No discussion on the topic of 'flow' would be complete without reference to the late, great, Mihály Csíkszentmihályi, one of the most eminent psychologists of the modern era, who coined the term in the early 1970's. Csíkszentmihályi's interest in, and understanding of 'flow', arose from a class he taught on the psychology of play.
As part of an exercise on adult play, Csíkszentmihályi instructed his students to interview people who loved playing sports, music, chess, poker etc., and among other questions, he got his students to ask their interviewees: 'how does it feel when you are doing this thing that you love to do?'
Having analyzed the themes within the interviews, Csíkszentmihályi realized that it was the experience of playfulness that was important because irrespective of what people said they loved to do, they all described the feeling of doing it in a very similar way e.g., 'I like to do this because I am good at it', 'I find this thing challenging and I feel good when, through my skill, I am able to master the challenge' 'I know clearly what I have to do'.
In an attempt to articulate the overall feeling relating to the experience of playfulness, Csíkszentmihályi stated that "I gave it the name 'flow' because 'flow' was very often mentioned by people ('Oh, I am being carried by the river, I don’t have to think, I just do it, spontaneously, automatically')."
Surprisingly, given the amount of contemporary interest in the concept of flow as a means of understanding happiness, personal fulfillment, creativity, focus and peak performance, Csíkszentmihályi's pioneering work lay virtually undiscovered for 15 years. However, this was to change when an article Csíkszentmihályi wrote on 'flow' appeared in the New York Times Health Section, the popularity of which led him to be invited to write a book on the subject. That book: 'Flow: The Psychology of Optimal Experience' by Mihály Csíkszentmihályi was published in 1990, from which point 'flow' became and remains to this day a topic of enduring fascination and practical application.
I highly recommend exploring Csíkszentmihályi's research on flow as a motivational state, which you can do by visiting the Quality of Life Research Center, and by watching Csíkszentmihályi's classic TED Talk "Flow, the Secret to Happiness," which has more than 6 million views.

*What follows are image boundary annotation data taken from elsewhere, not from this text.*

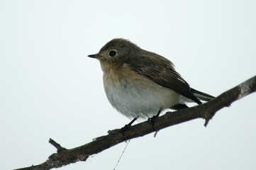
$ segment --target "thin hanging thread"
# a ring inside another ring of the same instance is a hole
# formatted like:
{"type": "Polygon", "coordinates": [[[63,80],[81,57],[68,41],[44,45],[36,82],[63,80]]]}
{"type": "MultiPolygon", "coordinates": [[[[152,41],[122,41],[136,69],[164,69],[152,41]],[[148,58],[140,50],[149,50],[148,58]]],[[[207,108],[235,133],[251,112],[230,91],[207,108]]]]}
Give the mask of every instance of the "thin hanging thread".
{"type": "Polygon", "coordinates": [[[129,144],[130,141],[130,140],[128,140],[128,141],[127,142],[127,143],[126,143],[126,147],[124,148],[124,149],[123,149],[123,151],[122,154],[121,154],[121,156],[120,156],[120,157],[119,157],[119,159],[118,159],[118,161],[117,162],[115,168],[113,169],[113,170],[116,170],[116,166],[118,165],[119,162],[120,162],[120,160],[121,160],[121,157],[122,157],[122,156],[123,156],[123,154],[124,152],[126,151],[126,147],[127,147],[128,144],[129,144]]]}

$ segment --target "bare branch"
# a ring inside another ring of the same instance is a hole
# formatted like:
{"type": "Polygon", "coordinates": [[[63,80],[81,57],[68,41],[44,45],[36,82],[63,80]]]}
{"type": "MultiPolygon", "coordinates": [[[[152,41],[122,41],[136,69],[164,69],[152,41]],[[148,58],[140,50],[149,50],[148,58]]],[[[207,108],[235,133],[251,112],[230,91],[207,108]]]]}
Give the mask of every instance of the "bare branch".
{"type": "Polygon", "coordinates": [[[224,92],[208,103],[175,112],[166,113],[164,115],[155,119],[154,127],[148,121],[138,123],[126,131],[124,137],[122,135],[121,129],[109,130],[108,135],[99,137],[91,142],[70,149],[61,147],[60,144],[50,139],[49,142],[57,148],[57,153],[52,154],[46,162],[41,164],[19,169],[19,170],[46,170],[61,167],[79,161],[86,161],[90,155],[97,154],[125,140],[144,136],[156,130],[159,130],[196,118],[205,119],[205,126],[206,126],[216,111],[223,107],[229,106],[233,101],[255,91],[256,76],[224,92]]]}

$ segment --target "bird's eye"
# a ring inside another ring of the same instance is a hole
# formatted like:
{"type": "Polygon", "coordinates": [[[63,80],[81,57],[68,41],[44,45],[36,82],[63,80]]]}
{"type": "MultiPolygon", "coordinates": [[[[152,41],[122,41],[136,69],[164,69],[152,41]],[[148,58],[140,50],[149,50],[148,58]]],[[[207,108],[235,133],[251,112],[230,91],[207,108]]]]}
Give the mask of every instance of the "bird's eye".
{"type": "Polygon", "coordinates": [[[113,50],[111,50],[108,53],[110,57],[114,57],[116,55],[116,52],[113,51],[113,50]]]}

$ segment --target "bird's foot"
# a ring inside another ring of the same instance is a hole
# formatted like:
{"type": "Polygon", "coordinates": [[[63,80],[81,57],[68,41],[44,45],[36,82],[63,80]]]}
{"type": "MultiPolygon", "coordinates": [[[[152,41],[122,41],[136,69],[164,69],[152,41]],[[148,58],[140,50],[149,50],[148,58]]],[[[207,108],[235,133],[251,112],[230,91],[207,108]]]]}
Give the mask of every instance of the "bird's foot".
{"type": "Polygon", "coordinates": [[[124,140],[126,140],[126,137],[125,137],[125,132],[130,130],[132,124],[138,118],[138,117],[137,118],[135,118],[134,119],[133,119],[133,120],[130,121],[130,123],[129,123],[128,124],[126,125],[124,127],[123,127],[121,129],[121,132],[122,133],[122,136],[123,136],[123,138],[124,140]]]}

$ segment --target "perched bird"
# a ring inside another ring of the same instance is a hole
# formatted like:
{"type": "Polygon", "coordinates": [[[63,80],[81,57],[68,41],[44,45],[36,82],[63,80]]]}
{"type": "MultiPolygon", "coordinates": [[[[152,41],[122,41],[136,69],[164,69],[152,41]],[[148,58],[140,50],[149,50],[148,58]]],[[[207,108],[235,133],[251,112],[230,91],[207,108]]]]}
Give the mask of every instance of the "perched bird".
{"type": "Polygon", "coordinates": [[[187,108],[186,103],[214,98],[190,88],[167,59],[123,38],[88,57],[99,60],[109,102],[129,118],[148,118],[162,109],[179,110],[187,108]]]}

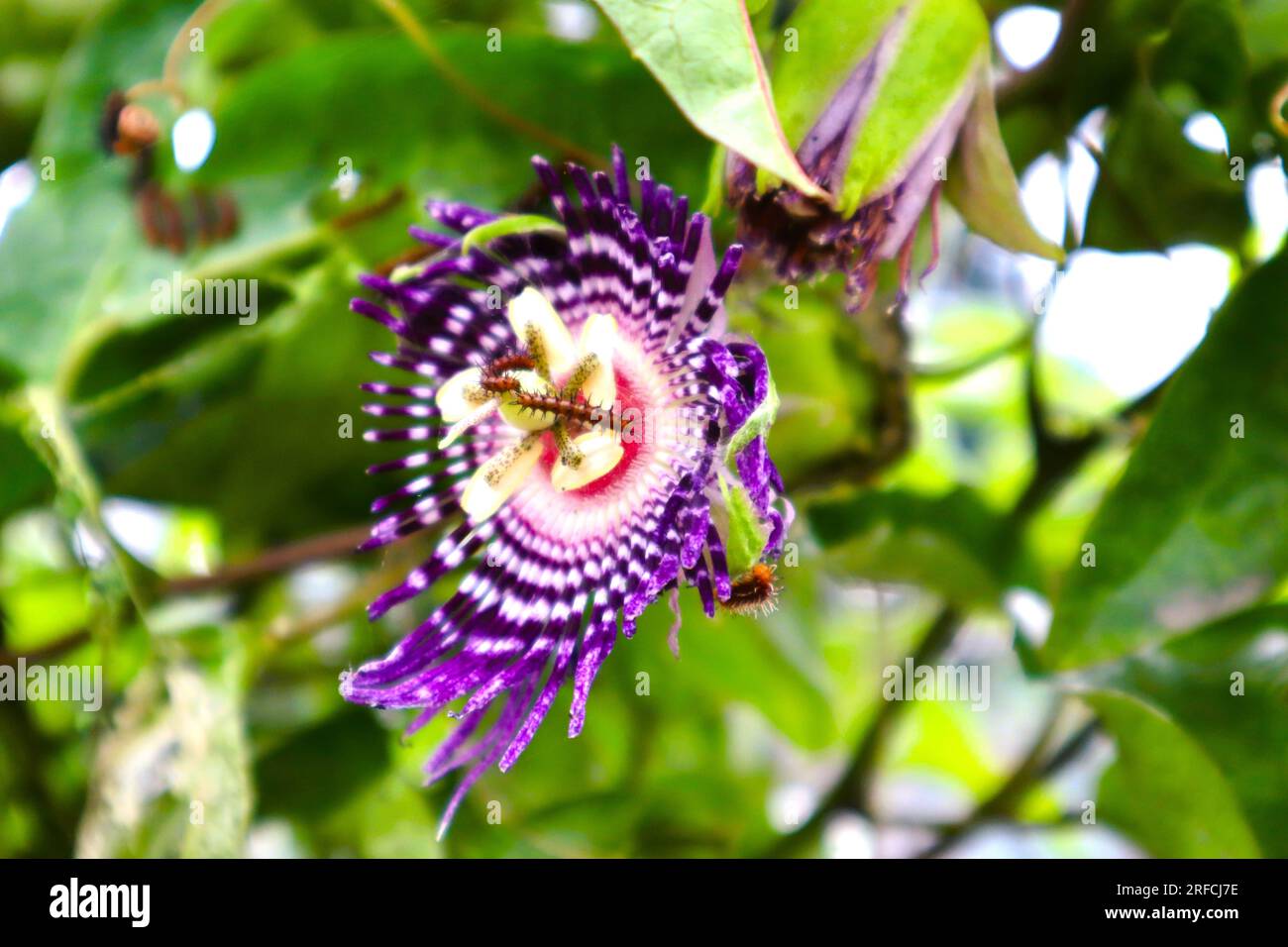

Want to know how to harness the power of flow in your own life and ignite your highest potential in your work and passions? Watch the following presentation by peak performance expert Steven Kotler.
And finally, here's a couple of things you should know. I was first introduced to Mihály Csíkszentmihályi's work as an undergraduate psychology student in 1992 and it wasn't until I watched the Steven Kotler video above that I realized that I had been mispronouncing his name for nearly thirty years - including during my time as a psychology teacher (oops)! Don't be like the old me: Learn how How to pronounce Mihaly Csikszentmihalyi
Also, Mihály Csíkszentmihályi's legendary status was reinforced further when he revealed that when working in his father's restaurant in Rome, he waited a table for Humphrey Bogart!